ECLI:NL:CRVB:2014:746
Centrale Raad van Beroep
- Eerste aanleg - meervoudig
- A. Beuker-Tilstra
- R. Kooper
- B.J. van de Griend
- Rechtspraak.nl
Ingangsdatum periodieke WUBO-uitkering en ambtelijke fout bij afwijzing eerdere aanvragen
In deze zaak gaat het om de ingangsdatum van een periodieke uitkering op basis van de Wet uitkeringen burger-oorlogsslachtoffers 1940-1945 (Wubo). Appellant, geboren in 1930 in het voormalig Nederlands-Indië, had in 1997 een aanvraag ingediend voor erkenning als burger-oorlogsslachtoffer, welke was afgewezen. Na meerdere verzoeken om herziening, werd appellant in 2010 erkend als burger-oorlogsslachtoffer, maar de toekenning van een periodieke uitkering werd geweigerd. In beroep was enkel de ingangsdatum van de toekenningen aan de orde. De Centrale Raad van Beroep oordeelde dat verweerder de ingangsdatum had vastgesteld op 1 juni 2009, de datum van het herzieningsverzoek. Appellant stelde echter dat er een verdergaande terugwerkende kracht had moeten worden toegekend, gezien de ambtelijke fouten bij de eerdere afwijzingen.
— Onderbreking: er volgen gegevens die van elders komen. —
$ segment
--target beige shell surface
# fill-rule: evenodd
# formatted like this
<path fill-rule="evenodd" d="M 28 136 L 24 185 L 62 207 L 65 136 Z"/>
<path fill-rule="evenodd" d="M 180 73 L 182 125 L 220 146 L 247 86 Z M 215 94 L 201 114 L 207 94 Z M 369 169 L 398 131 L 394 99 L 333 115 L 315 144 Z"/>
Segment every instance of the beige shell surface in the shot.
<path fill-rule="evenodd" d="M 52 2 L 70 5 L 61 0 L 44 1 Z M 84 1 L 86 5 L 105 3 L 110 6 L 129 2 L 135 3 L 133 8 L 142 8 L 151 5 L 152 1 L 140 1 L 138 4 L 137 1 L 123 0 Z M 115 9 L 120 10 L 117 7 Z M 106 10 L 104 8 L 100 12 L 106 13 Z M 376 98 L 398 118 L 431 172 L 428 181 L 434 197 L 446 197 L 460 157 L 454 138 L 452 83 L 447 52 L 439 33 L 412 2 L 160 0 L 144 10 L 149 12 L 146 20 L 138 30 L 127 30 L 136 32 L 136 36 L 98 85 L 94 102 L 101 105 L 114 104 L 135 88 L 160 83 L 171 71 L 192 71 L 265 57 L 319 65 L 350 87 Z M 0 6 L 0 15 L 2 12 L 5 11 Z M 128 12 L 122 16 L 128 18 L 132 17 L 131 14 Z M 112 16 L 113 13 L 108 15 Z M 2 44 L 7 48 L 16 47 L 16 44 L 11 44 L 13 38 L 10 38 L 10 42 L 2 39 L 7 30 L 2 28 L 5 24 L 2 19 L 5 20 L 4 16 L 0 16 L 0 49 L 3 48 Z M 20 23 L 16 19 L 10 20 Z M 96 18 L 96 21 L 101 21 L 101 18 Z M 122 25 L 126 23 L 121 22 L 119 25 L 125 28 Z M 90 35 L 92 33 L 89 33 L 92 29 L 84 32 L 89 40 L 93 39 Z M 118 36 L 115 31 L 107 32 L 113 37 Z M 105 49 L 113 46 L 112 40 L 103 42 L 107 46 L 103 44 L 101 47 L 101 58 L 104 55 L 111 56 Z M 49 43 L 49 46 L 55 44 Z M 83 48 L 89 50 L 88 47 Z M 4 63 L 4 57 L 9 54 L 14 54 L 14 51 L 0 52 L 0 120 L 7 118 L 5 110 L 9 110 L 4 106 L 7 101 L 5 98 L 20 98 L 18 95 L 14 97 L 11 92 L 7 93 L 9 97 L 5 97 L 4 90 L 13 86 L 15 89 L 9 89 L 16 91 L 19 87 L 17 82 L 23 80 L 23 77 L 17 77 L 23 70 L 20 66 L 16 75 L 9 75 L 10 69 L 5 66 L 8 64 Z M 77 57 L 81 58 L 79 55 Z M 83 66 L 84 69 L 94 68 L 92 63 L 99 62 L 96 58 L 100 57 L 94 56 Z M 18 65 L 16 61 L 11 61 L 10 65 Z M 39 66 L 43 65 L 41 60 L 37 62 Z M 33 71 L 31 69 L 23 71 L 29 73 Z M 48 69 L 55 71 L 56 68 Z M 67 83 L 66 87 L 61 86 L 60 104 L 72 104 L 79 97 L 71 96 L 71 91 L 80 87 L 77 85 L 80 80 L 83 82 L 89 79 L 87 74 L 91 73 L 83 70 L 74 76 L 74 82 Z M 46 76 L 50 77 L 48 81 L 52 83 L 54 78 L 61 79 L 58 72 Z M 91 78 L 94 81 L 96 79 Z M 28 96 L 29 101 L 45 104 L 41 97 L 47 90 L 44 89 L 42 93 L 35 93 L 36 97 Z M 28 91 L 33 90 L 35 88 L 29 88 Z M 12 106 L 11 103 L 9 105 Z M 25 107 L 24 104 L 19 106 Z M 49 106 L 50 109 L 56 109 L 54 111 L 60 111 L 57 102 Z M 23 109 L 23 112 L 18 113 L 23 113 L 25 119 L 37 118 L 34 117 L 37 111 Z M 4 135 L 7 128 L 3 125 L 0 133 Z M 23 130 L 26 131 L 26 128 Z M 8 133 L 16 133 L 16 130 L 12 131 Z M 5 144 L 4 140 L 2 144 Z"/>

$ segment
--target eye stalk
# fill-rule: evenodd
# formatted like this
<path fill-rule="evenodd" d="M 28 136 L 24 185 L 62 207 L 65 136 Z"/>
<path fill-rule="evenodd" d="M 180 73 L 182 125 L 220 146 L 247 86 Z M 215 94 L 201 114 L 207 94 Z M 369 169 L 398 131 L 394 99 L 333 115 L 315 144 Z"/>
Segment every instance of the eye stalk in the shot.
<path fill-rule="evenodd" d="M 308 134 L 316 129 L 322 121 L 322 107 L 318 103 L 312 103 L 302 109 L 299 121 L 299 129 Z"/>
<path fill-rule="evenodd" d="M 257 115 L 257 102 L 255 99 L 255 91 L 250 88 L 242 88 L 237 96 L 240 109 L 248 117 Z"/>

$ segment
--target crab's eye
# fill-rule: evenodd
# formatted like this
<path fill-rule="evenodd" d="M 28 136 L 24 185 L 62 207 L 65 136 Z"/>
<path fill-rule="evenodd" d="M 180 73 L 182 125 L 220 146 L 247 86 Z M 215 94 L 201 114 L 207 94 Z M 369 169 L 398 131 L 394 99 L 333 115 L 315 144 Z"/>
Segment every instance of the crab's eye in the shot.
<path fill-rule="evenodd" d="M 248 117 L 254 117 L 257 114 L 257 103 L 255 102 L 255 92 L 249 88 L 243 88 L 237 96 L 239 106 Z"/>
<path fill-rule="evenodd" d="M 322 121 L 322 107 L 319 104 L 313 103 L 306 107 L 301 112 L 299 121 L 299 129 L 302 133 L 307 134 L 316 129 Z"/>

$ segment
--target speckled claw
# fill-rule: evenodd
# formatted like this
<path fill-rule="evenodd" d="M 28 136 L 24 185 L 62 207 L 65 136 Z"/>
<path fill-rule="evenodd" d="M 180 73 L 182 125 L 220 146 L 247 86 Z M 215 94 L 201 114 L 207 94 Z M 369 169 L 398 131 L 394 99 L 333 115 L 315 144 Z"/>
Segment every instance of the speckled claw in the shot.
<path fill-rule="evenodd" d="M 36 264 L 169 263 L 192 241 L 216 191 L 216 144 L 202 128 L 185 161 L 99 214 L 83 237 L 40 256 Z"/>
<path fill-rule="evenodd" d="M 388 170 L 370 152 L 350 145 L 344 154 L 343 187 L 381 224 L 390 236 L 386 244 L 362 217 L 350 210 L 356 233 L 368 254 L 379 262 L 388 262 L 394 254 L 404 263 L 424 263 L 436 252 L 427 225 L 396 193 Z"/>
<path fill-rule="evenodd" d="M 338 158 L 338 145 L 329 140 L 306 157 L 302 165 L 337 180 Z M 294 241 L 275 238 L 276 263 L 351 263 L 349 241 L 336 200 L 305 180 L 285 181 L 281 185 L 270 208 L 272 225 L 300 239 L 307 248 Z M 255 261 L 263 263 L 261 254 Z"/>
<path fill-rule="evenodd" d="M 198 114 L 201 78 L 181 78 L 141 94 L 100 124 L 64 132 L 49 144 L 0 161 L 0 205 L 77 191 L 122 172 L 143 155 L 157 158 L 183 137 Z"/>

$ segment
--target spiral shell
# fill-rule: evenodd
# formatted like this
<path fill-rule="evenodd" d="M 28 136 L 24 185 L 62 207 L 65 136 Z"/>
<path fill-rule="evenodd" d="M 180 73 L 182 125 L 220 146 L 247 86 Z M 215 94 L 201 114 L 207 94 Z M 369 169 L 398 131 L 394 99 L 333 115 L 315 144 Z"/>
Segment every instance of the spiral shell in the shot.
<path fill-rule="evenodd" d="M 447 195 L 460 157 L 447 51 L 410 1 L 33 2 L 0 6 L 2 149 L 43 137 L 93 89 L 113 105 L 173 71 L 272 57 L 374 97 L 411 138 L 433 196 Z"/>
De Raad concludeerde dat er bij het afwijzen van de eerdere aanvragen sprake was van een ambtelijke fout, omdat het onderzoek naar de feiten niet adequaat was uitgevoerd. De Raad oordeelde dat de eerdere afwijzingen berustten op ontoereikend onderzoek en dat appellant recht had op de maximale terugwerkende kracht van vijf jaar. De Raad vernietigde het besluit van verweerder en stelde de ingangsdatum van de uitkering vast op 1 juni 2004. Tevens werd verweerder veroordeeld in de proceskosten van appellant tot een bedrag van € 974 en moest het griffierecht van € 35 worden vergoed.